Eight local speed skaters and five local figure skaters — along with two coaches and a head of delegation — make up the Waterloo delegation that comprises part of Team Canada at the 2016 International Children’s Games taking place in Innsbruck Jan. 12-15.
First run in Celje, Slovenia in 1968, the International Children’s Games features young athletes between the ages of 12 and 15 competing in an Olympic-style multi-sport event — complete with opening and closing ceremonies.
“The Games bring together young people from all over the world and use sport, which is basically a universal language that young people connect through, to encourage getting to know other cultures and other countries,” says Kevin De Spiegelaere, head of the Waterloo delegation.

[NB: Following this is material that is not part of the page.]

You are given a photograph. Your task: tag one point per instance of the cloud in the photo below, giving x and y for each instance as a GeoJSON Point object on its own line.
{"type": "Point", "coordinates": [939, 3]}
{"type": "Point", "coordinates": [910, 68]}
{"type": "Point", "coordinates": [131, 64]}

Innsbruck 2016 will mark the seventh winter edition of the International Children’s Games, going along with 49 summer iterations, which have been held nearly annually since 1968, sometimes with two summer games occurring in the same year. The young athletes competing in Austria hail from 22 countries and will be taking part in classic winter sports like ice hockey; snowboarding; alpine, freestyle and cross-country skiing; speed skating; biathlon; and figure skating.
One of the Games’ wrinkles is that delegations from cities around the world make up the national teams that compete. The local delegation will be representing Waterloo as all 15 athletes and coaches compete with either the K-W Skating Club and the K-W Sertoma Speed Skating Club, both of which are affiliated with the City of Waterloo.

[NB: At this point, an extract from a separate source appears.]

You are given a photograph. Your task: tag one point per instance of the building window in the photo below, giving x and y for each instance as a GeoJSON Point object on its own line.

“Sometimes we have enough for two delegations and we send one from each city,” explains De Spiegelaere, who sits on the board of the Kitchener-Waterloo International Children’s Games (KWICG), an organization affiliated with both Kitchener and Waterloo that oversees the local delegations to International Children’s Games.
“We also have to look at the sports organizations that are involved, if they’re affiliated with only one of the two cities or if they’re affiliated with both.”
The figure skaters of the Waterloo delegation — Liam McKenzie, Natalie Mallett, Paige Nobbs and ice dance pair Bridge Le Donne and Jakub Smal, joined by coach Susan Ritchie — will each have the chance to skate two programs. The local speed skaters — Andrew Florio, Davis Pursel, Dylan Leidl, Jolene Horn, Kristen Adourian, Rachel Thurston, Sara Simon and William Stuart, joined by coach Doug Gibbons — will compete in 500-metre, 1,000-metre and mass-start races, as well as a unique team-sprint race very much in the spirit of the Games.
“It’s a mixed-delegation race,” says De Spiegelaere. “Based on the times the athletes achieve in the 500-metre race, (organizers) mix up the groups and try and make even teams and do a race based on that. So our athletes will be paired up with athletes from other countries. They may not even be able to speak the same language. I love that idea.”
The local athletes chosen to attend the Games took part in an application process that included an interview with the KWICG — a first for many, considering the entire team is under 16 — and according to De Spiegelaere, athletic performance was only a small piece of what they were looking for.
“We look at who’s going to be the best ambassador for Waterloo Region and who’s going to get the most of the experience,” he says. “We look for young people who have volunteered in the past and helped their community and typically who perform well at school. You look at each individual and it’s really amazing what they’ve accomplished at such a young age.”
Once the team was picked, the athletes and their parents spent 10 months running an ambitious fundraising campaign that saw them, among other things, selling pies and pepperettes, hosting barbecues and collecting bottles. The efforts of the athletes and parent combined with sponsors coming forward, including the K-W Skating Club and K-W Sertoma, made for one of the most successful fundraising efforts De Spiegelaere’s seen in his time with KWICG.
The opening ceremonies took place Jan. 12 but the Waterloo delegation arrived a few days early to take in some local sights including a gondola ride up the Alps and Innsbruck’s Alpenzoo, one of Europe’s highest-elevated zoos, located halfway up a mountain.
Both the speed skating and figure skating competitions kick off Wednesday. The other delegations making up Team Canada are from Hamilton, Kelowna and Windsor. Windsor and Hamilton are the only two Canadian cities that have hosted the International Children’s Games, with Hamilton hosting in both 1994 and 2000 and Windsor in 2013; all three were summer events.